After exchanging numbers and catching up on years gone by, everybody goes home and carries on with their actually quite distinctly average lives.
It was only the other day, when being flung into a ‘cucumber sandwich, look at me now’ situation felt far in the distance, I woke up to the horrible realisation that my high school reunion time is here – and I’m not even sure adulthood is for me.
Fast approaching ten years out of school and still haven’t found a cure for bad hair days, I, along with my friends (aka cats) am wondering “where did the years go? What have I been doing with my life all this time?!”
If you’ve bumped into some familiar faces on your journey to adulthood, you’ll have probably attempted to answer the inevitable “so, what are you doing with your life?” question.
For me, the joy of this question comes with an embarrassingly nervous alcohol induced ramble in which I announce my biggest achievement since leaving school is winning the ‘Human Hoover’ award at the work Christmas do for eating up the office snacks (very proud).

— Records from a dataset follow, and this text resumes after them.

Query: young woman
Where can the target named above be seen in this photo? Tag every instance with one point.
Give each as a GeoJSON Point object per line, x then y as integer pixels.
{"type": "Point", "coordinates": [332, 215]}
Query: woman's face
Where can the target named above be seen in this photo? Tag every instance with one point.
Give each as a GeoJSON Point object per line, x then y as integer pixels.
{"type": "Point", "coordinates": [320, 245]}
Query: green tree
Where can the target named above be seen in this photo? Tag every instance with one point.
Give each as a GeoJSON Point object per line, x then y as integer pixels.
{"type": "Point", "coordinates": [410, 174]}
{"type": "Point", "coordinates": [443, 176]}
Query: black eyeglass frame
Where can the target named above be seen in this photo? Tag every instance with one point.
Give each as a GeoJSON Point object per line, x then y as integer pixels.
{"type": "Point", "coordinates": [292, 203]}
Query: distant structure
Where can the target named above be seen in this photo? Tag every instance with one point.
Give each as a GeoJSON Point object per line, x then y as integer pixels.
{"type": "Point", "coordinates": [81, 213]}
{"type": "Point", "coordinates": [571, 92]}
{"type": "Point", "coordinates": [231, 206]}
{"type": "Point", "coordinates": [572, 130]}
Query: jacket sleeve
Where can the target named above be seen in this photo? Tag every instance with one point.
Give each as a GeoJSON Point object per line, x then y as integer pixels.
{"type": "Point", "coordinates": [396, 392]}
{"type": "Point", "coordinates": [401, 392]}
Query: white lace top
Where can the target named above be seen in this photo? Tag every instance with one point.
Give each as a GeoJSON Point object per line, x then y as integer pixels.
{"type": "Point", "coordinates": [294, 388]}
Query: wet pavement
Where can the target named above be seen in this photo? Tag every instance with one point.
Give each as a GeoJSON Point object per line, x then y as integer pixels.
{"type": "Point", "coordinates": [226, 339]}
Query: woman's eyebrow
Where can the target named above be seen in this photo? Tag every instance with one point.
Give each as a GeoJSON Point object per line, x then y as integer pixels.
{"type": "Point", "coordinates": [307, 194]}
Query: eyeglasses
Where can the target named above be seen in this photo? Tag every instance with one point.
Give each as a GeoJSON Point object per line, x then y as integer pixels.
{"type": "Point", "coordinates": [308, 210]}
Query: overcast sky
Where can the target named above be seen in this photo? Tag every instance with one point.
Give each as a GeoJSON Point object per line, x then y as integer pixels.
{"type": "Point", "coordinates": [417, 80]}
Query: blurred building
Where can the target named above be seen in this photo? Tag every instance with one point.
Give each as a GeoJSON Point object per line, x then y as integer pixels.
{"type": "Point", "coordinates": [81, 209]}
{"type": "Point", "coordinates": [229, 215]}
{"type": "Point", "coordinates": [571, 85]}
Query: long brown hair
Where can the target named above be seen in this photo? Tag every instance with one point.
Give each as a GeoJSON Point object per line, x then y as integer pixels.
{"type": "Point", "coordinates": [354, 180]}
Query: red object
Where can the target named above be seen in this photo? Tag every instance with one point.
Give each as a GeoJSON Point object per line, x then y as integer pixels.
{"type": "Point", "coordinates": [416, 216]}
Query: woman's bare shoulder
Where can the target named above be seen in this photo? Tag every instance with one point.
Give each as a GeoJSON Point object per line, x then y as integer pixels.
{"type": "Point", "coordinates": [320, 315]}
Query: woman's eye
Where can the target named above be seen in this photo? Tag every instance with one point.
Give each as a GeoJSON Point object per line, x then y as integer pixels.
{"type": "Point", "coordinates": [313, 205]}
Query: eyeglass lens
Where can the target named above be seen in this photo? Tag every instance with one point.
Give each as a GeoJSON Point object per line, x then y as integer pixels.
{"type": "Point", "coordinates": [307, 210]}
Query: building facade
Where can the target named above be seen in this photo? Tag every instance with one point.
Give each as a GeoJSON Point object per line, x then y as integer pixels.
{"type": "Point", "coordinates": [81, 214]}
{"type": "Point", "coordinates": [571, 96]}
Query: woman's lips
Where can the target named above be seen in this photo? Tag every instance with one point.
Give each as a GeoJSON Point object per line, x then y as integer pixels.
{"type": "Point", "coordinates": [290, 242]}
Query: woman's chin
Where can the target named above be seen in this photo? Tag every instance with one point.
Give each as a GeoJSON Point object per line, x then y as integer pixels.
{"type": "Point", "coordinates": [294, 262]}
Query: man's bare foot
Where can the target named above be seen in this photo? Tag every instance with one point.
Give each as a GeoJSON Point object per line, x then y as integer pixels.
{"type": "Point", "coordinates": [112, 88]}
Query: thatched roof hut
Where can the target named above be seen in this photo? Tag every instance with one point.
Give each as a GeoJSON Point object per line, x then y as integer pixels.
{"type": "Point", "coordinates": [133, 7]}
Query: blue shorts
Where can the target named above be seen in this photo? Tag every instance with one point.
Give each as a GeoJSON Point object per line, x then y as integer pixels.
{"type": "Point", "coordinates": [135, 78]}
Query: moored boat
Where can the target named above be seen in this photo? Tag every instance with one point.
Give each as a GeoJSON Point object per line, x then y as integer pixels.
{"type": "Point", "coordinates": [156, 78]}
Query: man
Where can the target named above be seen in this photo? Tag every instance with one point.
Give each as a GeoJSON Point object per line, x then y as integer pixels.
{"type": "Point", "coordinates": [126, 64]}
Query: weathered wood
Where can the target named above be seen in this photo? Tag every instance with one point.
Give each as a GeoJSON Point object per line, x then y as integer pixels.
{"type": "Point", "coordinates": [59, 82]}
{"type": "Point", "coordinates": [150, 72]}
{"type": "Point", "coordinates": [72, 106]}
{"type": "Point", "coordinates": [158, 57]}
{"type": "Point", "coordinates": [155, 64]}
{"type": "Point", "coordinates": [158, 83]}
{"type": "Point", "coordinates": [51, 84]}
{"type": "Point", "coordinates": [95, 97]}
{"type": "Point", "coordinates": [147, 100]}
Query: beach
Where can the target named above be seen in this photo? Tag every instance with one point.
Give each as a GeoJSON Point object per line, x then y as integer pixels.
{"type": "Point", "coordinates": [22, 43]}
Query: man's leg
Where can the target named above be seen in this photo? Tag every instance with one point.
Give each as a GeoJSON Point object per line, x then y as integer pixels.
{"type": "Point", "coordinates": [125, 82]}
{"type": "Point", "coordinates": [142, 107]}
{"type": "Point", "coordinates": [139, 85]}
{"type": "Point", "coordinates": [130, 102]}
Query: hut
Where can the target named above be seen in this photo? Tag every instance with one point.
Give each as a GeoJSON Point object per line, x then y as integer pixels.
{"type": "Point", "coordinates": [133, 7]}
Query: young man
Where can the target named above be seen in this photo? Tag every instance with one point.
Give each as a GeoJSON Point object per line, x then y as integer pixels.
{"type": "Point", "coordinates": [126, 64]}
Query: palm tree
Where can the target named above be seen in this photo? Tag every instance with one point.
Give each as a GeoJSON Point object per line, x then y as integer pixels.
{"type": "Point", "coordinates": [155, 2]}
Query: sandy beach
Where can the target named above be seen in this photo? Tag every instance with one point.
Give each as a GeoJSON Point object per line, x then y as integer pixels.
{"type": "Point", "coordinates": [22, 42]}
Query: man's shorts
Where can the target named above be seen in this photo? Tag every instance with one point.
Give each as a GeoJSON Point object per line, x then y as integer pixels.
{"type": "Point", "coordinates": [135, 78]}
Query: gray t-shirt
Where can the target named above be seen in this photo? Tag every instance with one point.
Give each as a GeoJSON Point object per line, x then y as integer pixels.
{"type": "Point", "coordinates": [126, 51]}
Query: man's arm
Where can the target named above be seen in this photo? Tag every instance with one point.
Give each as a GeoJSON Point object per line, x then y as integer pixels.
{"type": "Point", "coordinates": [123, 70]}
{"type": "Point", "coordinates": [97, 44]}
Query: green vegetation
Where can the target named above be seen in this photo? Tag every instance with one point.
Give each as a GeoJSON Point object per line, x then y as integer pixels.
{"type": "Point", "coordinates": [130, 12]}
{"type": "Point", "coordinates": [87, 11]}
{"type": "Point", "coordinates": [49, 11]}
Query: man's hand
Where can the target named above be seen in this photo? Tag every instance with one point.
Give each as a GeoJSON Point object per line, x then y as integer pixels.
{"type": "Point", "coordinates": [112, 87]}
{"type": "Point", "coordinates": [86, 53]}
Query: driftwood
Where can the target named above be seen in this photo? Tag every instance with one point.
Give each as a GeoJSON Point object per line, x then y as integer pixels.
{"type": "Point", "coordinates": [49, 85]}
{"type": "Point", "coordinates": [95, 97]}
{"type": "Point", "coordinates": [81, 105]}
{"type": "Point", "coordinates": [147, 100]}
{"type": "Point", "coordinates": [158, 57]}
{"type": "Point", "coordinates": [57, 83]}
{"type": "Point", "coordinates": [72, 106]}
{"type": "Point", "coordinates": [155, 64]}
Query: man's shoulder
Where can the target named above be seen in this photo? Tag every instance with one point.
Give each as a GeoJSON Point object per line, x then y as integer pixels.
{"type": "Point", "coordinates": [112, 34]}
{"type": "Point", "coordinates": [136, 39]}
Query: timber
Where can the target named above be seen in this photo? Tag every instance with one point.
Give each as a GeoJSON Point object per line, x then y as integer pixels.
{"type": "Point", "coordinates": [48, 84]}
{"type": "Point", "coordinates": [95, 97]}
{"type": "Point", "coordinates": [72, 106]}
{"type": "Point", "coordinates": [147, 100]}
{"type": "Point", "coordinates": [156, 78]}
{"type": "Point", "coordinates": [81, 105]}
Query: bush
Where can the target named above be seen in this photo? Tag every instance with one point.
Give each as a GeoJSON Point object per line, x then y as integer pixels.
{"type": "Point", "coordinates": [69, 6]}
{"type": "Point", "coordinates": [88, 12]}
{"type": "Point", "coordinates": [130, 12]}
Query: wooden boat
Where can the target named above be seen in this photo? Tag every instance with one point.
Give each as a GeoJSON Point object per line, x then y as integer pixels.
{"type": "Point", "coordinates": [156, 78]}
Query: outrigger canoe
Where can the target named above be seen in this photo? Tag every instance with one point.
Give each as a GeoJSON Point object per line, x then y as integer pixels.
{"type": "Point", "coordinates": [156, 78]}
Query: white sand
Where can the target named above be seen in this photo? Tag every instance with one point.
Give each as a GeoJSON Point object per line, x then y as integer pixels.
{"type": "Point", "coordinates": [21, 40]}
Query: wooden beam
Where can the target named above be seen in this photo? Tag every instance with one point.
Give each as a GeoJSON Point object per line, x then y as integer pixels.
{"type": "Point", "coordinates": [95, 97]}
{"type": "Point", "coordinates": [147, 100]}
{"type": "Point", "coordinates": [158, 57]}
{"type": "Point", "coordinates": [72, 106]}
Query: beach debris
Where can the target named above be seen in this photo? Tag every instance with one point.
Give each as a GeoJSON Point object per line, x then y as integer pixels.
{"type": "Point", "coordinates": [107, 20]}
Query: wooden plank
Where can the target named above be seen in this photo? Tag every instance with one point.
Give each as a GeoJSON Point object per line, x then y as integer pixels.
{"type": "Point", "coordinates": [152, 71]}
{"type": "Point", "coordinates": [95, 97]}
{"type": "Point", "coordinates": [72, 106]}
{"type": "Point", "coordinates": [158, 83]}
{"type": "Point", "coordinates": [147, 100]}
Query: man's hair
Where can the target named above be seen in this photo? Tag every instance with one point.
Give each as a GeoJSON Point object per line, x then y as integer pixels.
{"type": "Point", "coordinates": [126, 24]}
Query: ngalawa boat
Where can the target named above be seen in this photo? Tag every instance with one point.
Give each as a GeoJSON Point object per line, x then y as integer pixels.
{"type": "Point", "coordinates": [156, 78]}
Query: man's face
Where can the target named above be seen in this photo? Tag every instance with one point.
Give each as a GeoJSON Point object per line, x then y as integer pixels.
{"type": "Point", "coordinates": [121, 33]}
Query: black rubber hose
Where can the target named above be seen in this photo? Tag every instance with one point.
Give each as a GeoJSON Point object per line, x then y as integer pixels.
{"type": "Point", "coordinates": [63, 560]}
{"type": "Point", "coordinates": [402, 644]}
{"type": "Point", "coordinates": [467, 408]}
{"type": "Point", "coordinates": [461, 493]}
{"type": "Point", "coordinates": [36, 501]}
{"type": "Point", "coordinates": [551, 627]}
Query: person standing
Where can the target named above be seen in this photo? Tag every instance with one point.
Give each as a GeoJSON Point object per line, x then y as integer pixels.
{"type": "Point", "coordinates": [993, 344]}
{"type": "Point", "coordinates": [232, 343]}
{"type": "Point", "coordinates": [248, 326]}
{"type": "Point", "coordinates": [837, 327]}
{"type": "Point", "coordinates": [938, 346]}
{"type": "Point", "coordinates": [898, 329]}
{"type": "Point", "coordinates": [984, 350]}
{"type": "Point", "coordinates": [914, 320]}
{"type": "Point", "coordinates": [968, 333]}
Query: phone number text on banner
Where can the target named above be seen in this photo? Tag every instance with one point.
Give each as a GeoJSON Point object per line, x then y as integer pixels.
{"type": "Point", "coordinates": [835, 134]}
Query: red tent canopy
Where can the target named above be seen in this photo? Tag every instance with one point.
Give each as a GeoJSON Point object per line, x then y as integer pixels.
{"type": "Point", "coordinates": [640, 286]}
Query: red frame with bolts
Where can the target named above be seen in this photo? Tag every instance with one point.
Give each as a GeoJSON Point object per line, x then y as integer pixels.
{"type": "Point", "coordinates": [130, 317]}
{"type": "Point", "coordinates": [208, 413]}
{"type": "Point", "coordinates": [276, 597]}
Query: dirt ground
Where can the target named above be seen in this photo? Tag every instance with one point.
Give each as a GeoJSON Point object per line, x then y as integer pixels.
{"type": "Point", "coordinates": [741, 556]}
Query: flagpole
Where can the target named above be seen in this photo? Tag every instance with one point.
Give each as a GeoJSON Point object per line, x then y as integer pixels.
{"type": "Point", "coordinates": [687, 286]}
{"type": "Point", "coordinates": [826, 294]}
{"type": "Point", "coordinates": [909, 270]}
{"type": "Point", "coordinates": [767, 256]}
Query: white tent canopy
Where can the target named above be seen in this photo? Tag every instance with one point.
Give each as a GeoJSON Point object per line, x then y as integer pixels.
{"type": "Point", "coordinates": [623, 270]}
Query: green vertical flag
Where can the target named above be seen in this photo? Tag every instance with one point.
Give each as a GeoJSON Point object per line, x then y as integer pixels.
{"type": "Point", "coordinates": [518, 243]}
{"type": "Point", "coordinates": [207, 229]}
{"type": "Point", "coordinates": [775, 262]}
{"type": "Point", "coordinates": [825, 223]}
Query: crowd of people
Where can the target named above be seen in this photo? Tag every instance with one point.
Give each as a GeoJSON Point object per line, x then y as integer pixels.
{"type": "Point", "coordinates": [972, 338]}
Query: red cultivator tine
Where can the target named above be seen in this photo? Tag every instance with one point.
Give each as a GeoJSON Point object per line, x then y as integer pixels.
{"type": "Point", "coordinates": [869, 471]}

But if there’s one thing more awkward than answering questions about yourself – it’s asking your former schoolmate questions you already know the answer to because, apparently, you’ve spent the last ten years stalking them on social media – it’s practically a CV worthy skill.
Thanks to Facebook, post-school antics have been well documented across endless photos of regrettable nights out, posts of what’s being eaten for breakfast and embarrassing relationship status updates.
It’s very difficult to ask “so how are you?” without following with “since 2010 when you moved to the other side of the world and were tagged in a photo with someone my mate swiped right for on Tinder last weekend – oh and do you have the pencil shapener you borrowed from me in year eight? Its my favourite, okay thanks bye” #awks.
But, in between the pressure to achieve the goals society has kindly set out for us, is the reassurance that we’re all in the same boat. It might not be a yacht (yet), it’s definitely a dinghy, but at least my generation are great at being honest in laughing at ourselves as we muddle through adulthood.